I couldn’t believe what I was hearing and, in my anger, I told him his comment was out of line. He was totally taken aback at my reaction. He thought he was giving my daughter a compliment; I saw it differently. With her large, dark-lashed eyes and curly ringlet hair, she was adorable, cute, and even pretty. But sexy? Not as far as I was concerned — 5-year-olds are not, and should never be referred to as, sexy.
That was 17 years ago, but the incident came back to mind as I watched a recent documentary by filmmaker Sophie Bissonnette called Sexy Inc., Our Children Under the Influence. In her National Film Board production, Bissonnette takes a hard look at society’s objectification of young girls through its proliferation of sexual messages in the media, music, fashion and on the Internet.
The film was produced as part of a project, organized by the Montreal YWCA, called “Countering Youth Hypersexualization: Tools for Prevention and Action” and challenges viewers to do their part in reducing or mitigating what is becoming an unhealthy situation.
Bissonnette talks with various experts in the field, including a sexologist, a psychologist, an elementary school principal and other educators, who paint an alarming picture of children being sexualized at a young age, what one psychologist calls “the eroticism of kids.”
We watch the reactions of a group of teen girls as they view popular music videos such as Promiscuous Girl by Nellie Furtado, I’m a Slave for You by Britney Spears, and Candy Shop, with rapper 50 Cent. They are critically aware of the sexually charged lyrics and provocative images of semi-clad girls dancing and rubbing up against men, yet they sing along and know all the words. ..The subtle power of the marketing is evident as they condemn Britney Spears and Nellie Furtado, but still want to watch.
The film shows how advertisements by retailers such as Floriane, BCBG girls, La Senza and American Apparel use half-naked women and young-looking girls in suggestive and often sexually submissive poses to sell merchandise. The message, say the experts, manipulates girls into believing their main value to society is as sexy, hot commodities.
This stereotyping is further reinforced by toys such as the wide-eyed, scantily clad BRATZ line of dolls that are billed as “the only girls with a passion for fashion.”
On the BRATZ’s website, viewers are encouraged to “keep it real and above all else, be beautiful.” For one psychologist in the film, this over-investment in image is dangerous for young girls if they are not focusing on other aspects of their personality and talents.

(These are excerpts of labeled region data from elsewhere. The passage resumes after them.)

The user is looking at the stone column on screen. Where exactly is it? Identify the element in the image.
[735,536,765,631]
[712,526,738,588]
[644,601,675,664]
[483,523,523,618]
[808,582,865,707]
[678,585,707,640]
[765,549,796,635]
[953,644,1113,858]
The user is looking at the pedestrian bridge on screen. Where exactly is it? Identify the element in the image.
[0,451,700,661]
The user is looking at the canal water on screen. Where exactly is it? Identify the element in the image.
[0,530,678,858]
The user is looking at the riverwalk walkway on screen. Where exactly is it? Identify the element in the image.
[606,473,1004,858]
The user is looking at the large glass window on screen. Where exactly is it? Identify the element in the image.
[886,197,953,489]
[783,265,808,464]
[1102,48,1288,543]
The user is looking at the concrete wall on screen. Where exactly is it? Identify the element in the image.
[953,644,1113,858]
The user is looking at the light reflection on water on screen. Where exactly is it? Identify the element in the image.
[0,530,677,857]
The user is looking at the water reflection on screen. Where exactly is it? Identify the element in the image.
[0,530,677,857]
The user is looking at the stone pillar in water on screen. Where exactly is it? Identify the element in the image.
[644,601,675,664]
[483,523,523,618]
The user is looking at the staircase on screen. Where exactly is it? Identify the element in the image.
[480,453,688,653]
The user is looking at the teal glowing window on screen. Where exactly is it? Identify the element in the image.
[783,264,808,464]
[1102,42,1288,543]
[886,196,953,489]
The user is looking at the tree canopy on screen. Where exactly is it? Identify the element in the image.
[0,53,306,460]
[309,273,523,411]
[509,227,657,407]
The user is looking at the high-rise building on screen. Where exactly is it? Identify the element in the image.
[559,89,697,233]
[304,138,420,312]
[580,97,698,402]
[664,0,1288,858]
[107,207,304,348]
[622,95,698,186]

The Internet, with pornography just a mouse click away, has been a large factor in contributing to the sexualization of boys and girls, exposing them at an early age to sexually explicit material.
Health care workers describe 11- and 12-year-old girls who engage in oral and anal sex as well as sexual intercourse because they want to be popular and please the boys. Educators tell of how boys, with easy access to Internet porn, begin to see the exploits of porn stars as the norm. Sex becomes something to do, minus the love, the romance or the commitment.

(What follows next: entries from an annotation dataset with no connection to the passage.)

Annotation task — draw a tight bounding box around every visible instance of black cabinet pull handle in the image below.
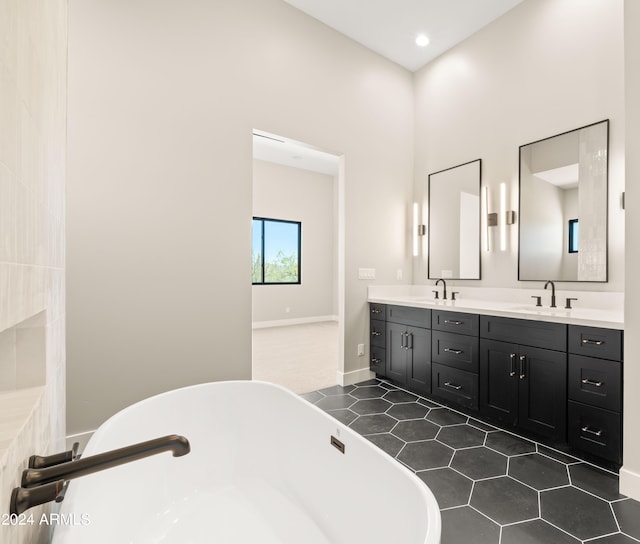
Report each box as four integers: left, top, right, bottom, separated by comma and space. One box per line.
444, 382, 462, 391
580, 425, 602, 436
509, 353, 517, 377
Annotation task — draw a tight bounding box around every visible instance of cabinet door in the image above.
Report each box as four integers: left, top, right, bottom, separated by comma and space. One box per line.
479, 338, 518, 425
405, 327, 431, 394
518, 346, 567, 442
385, 323, 407, 385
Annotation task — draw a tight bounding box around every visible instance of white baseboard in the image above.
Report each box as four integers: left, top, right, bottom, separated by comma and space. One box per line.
620, 466, 640, 501
66, 431, 95, 453
251, 315, 338, 329
337, 367, 376, 387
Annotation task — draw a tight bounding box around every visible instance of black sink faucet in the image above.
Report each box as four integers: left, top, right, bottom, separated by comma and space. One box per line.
544, 280, 556, 308
436, 278, 447, 300
22, 434, 191, 488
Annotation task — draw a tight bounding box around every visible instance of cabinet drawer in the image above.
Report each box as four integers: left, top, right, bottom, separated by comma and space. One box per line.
569, 355, 621, 412
431, 363, 478, 410
431, 310, 480, 336
369, 319, 387, 348
568, 401, 622, 463
480, 315, 567, 351
569, 325, 622, 361
369, 346, 387, 377
431, 330, 479, 372
387, 305, 431, 329
369, 302, 387, 320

It’s hard to ignore the images around us, and Bissonnette builds a case to show how we are bombarded and manipulated on a daily basis from many sources. How do we protect our children when they are away from us and exposed to so many things, be it at a friend’s house, in the schoolyard or on the street?
The solution is for parents to take an active role in helping their children be aware of what is going on. Watch music videos with them and discuss the images and the lyrics. Look at advertisements and talk about what it means to have a half-naked girl in a submissive pose selling jeans. And perhaps pick up a copy of Sexy Inc. If you have teens aged 15 or older, watch it with them. You won’t be sorry. Keep in mind that the film contains some sexually explicit material and is not appropriate for younger children.
The film can be purchased online at the National Film Board website (www.nfb.ca) for $14.95 and comes with a guidebook to help parents understand the film and use it as a basis of discussion.